Y en medio de la tragedia, la historia murmura con su ironía cruel: Gaza e Israel no surgieron de la nada. Desde la partición de Palestina en 1947, pasando por la Nakba y décadas de ocupación, hasta los conflictos intermitentes, la narrativa es tan compleja como los discursos de Montero son simplistas. Edward Said nos recordaría: «Los intelectuales deben hablar de lo que otros callan, incluso cuando la verdad incómoda». Y mientras Hamas asesina a civiles y homosexuales, los populistas locales aplauden desde su distancia, ignorando la complejidad, la historia y el dolor ajeno.

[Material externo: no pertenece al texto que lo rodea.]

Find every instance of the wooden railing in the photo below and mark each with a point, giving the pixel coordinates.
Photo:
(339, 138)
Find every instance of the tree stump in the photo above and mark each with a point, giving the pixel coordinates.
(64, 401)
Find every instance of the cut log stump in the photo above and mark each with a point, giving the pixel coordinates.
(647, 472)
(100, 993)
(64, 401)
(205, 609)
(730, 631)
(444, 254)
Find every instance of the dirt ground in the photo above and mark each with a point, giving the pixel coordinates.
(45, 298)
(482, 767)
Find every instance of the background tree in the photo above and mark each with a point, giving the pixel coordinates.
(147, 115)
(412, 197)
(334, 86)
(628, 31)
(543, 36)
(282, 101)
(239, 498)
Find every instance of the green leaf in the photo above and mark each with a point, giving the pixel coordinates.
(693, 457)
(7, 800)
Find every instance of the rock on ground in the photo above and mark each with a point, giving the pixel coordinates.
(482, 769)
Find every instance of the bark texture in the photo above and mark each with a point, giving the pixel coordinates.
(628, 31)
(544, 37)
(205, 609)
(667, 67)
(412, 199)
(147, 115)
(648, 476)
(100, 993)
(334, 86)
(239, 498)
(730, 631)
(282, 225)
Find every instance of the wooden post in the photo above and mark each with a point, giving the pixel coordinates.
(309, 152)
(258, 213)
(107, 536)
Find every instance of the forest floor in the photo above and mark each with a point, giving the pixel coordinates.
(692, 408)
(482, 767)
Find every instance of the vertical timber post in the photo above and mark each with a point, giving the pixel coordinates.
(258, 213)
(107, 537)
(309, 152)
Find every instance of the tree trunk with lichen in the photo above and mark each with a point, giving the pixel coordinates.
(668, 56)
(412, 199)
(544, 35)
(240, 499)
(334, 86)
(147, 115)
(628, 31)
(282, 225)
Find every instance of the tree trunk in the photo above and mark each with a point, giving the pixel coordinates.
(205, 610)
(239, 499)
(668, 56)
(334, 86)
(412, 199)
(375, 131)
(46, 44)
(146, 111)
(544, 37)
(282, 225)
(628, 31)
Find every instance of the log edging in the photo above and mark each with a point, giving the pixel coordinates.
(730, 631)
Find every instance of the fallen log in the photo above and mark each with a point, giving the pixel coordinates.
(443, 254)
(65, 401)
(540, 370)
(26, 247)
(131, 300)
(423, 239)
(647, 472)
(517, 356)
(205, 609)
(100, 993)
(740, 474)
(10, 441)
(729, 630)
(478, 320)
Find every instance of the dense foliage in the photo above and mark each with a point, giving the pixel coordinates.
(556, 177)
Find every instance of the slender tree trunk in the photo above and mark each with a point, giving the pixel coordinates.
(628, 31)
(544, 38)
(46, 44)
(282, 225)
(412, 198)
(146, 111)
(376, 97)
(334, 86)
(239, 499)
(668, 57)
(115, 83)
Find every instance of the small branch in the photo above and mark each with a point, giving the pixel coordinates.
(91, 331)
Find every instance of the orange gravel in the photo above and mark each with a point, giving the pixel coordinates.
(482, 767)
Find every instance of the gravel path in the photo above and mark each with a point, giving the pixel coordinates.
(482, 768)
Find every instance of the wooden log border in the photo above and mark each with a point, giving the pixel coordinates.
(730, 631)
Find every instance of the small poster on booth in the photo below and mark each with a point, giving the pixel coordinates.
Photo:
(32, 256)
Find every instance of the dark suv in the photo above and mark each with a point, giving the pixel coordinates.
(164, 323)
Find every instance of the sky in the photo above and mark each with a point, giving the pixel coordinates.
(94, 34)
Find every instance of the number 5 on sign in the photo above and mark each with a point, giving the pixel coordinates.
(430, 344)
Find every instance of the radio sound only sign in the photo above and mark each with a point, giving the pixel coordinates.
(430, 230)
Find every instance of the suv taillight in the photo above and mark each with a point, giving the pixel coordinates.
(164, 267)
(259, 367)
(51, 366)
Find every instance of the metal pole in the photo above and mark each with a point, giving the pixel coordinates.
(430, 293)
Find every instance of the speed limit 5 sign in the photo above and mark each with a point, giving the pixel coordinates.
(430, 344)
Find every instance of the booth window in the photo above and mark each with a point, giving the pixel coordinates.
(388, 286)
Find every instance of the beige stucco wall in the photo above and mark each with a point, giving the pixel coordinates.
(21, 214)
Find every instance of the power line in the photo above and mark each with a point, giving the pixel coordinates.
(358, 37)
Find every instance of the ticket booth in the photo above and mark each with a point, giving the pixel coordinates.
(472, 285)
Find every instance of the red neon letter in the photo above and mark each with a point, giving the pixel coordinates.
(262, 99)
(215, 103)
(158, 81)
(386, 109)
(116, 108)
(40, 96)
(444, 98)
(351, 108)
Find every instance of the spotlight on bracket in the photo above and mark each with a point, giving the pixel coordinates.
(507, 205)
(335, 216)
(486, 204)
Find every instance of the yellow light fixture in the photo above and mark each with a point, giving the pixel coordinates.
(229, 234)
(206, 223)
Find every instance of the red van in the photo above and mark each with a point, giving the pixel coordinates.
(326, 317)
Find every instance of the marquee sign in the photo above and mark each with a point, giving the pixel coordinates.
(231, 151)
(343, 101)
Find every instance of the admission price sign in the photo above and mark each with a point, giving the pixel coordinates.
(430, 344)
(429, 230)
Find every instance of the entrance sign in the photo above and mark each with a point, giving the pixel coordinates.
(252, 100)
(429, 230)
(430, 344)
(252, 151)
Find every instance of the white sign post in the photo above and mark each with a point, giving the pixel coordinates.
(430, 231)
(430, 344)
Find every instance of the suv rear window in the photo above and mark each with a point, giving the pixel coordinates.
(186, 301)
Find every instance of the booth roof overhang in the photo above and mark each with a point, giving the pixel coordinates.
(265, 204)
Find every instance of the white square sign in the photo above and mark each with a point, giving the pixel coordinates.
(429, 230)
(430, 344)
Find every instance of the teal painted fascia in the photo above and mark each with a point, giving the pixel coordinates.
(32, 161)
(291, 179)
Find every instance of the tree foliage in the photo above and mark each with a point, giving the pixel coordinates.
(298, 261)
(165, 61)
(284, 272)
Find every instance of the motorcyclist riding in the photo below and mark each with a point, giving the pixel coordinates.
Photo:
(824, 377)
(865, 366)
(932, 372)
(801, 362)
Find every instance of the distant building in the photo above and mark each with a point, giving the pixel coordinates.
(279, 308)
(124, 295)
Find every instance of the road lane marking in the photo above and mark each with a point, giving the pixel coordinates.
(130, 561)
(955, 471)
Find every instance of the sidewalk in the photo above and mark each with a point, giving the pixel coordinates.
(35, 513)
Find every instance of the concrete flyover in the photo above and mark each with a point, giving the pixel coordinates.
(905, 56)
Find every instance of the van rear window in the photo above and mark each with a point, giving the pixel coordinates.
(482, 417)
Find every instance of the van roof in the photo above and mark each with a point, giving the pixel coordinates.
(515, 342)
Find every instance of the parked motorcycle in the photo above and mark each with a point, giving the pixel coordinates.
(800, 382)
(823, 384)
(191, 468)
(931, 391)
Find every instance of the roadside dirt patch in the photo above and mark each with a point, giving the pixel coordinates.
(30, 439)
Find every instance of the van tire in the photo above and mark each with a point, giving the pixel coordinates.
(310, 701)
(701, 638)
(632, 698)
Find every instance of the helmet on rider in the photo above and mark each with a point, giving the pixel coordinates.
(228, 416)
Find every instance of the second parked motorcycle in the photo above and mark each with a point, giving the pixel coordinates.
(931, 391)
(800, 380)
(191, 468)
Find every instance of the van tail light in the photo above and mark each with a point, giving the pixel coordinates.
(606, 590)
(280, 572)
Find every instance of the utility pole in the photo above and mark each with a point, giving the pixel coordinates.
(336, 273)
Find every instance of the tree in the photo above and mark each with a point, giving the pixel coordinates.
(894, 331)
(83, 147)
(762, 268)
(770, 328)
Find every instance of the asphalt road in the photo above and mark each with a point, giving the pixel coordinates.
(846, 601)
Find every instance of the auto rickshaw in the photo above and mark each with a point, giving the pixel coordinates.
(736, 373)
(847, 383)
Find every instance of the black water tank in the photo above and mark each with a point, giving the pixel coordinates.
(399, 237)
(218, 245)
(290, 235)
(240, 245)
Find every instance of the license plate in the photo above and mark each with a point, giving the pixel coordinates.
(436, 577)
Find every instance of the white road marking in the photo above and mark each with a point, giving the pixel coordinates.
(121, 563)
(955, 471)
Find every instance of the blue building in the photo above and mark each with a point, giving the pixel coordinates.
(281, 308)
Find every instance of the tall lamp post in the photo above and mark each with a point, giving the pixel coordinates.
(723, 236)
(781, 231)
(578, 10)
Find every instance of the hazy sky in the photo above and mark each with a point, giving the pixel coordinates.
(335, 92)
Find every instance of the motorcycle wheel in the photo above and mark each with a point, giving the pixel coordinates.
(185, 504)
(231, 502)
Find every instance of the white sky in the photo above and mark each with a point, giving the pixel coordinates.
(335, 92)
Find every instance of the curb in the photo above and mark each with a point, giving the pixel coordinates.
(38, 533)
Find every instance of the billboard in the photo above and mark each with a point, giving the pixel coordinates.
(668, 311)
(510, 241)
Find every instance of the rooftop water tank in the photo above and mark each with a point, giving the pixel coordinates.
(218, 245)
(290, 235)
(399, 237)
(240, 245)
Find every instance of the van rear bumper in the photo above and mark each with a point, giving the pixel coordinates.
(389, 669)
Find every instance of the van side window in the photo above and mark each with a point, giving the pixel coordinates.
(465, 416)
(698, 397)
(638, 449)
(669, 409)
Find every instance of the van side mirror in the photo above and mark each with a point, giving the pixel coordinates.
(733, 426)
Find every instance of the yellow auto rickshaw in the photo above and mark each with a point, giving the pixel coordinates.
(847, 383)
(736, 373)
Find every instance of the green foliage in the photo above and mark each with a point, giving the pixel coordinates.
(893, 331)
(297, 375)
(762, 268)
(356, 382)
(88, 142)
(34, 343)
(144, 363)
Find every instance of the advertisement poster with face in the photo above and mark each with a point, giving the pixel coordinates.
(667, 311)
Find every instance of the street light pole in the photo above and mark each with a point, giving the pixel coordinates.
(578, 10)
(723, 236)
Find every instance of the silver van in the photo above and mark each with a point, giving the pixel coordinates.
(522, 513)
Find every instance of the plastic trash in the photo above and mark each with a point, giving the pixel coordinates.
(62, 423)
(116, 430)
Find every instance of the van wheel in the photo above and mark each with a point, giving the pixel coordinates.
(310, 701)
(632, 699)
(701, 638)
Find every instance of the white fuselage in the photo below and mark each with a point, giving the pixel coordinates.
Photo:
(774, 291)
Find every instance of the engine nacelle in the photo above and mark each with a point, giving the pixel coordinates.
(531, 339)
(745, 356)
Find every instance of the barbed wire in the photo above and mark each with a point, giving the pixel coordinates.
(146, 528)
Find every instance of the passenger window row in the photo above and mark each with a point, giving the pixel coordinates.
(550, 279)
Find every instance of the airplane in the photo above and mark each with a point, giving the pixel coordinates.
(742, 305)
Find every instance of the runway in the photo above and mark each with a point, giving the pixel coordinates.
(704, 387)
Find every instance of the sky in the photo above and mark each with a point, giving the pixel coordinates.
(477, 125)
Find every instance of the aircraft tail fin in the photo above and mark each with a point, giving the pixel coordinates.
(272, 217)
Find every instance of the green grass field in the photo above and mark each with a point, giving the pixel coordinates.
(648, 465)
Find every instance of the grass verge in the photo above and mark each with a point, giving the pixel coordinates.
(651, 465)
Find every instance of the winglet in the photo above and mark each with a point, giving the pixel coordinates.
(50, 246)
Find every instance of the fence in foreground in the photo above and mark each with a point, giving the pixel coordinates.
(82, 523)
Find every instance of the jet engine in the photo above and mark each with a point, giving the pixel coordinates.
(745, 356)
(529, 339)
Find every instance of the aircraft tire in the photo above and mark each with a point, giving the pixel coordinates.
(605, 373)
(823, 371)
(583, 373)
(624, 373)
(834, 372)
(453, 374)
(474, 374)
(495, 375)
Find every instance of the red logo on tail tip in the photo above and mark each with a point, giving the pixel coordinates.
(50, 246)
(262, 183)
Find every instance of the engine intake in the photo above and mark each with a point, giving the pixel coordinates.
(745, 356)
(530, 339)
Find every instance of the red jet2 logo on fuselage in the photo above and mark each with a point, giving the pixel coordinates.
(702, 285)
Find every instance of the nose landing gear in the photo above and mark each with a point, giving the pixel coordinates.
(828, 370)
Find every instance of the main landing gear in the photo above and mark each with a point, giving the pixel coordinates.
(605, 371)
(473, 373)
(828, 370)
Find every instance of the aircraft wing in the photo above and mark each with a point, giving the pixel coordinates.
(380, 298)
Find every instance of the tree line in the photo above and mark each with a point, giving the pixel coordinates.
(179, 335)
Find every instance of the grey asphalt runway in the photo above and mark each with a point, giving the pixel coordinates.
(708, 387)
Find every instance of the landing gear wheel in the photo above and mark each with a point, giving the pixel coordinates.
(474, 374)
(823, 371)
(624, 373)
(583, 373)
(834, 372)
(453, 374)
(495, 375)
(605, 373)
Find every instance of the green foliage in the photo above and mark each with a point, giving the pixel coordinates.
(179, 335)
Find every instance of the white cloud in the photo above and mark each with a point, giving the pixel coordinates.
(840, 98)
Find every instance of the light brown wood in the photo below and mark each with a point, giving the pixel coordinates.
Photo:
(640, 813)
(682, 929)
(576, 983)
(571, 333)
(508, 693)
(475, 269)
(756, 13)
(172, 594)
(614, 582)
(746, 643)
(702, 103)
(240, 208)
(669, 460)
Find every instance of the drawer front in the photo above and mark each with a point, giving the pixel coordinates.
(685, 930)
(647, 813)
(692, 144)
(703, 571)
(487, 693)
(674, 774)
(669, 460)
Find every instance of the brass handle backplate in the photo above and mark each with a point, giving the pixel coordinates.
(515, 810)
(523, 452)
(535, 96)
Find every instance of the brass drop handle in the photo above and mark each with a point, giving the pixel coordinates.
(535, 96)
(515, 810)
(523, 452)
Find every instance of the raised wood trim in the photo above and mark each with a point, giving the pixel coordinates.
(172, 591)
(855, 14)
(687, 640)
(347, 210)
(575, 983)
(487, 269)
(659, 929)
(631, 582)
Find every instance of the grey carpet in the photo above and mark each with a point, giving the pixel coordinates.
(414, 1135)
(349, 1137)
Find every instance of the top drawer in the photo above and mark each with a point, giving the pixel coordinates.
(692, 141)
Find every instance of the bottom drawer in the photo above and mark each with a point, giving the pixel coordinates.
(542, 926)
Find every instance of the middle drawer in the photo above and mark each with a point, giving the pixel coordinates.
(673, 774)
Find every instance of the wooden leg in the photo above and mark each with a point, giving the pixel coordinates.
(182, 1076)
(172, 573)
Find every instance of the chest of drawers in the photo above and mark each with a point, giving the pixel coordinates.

No se trata de negar el sufrimiento: cada vida importa, en Gaza o en Israel. Se trata de coherencia, de valentía real y de responsabilidad: Montero y Belarra dan ejemplo de populismo y teatralidad, no de política con perspectiva ni de ética internacional. La España de hoy se debate entre la hipocresía y la indignación selectiva, mientras el mundo arde a su alrededor. Y aquí, más que héroes, sólo encontramos gestos y palabras que brillan por su ausencia de verdad.

Y, para terminar esta oda, no olvidemos la fragata de Colau -ex alcaldesa de Barcelona- surcando el Mediterráneo rumbo a Gaza, con escalas en puertos donde la fiesta y el disfrute era otro mensaje, pero la sorpresa llegó cuando las bombas comenzaron a caer sobre su propio barco. ¡Vaya lección de realidad! Allí estaban, disfrutando de la alta mar como si fuera un festival veraniego, y de pronto se encontraron con la guerra en carne propia. Las fotos existen, señoras y señores, prueba de que la diversión se topa con la crudeza que uno prefiere ignorar desde tierra firme.

Montero sale a la calle por Gaza, luce indignación y aplausos, pero luego regresa a su casoplón y a los niños, a la comodidad de la privada y el sueldo generoso de eurodiputada. Ahí está, en carne y hueso, la paradoja de la política: proclamarse comunista mientras se vive con privilegios que en España la mayoría de ciudadanos no alcanza ni a soñar porque no se llega a fin de mes.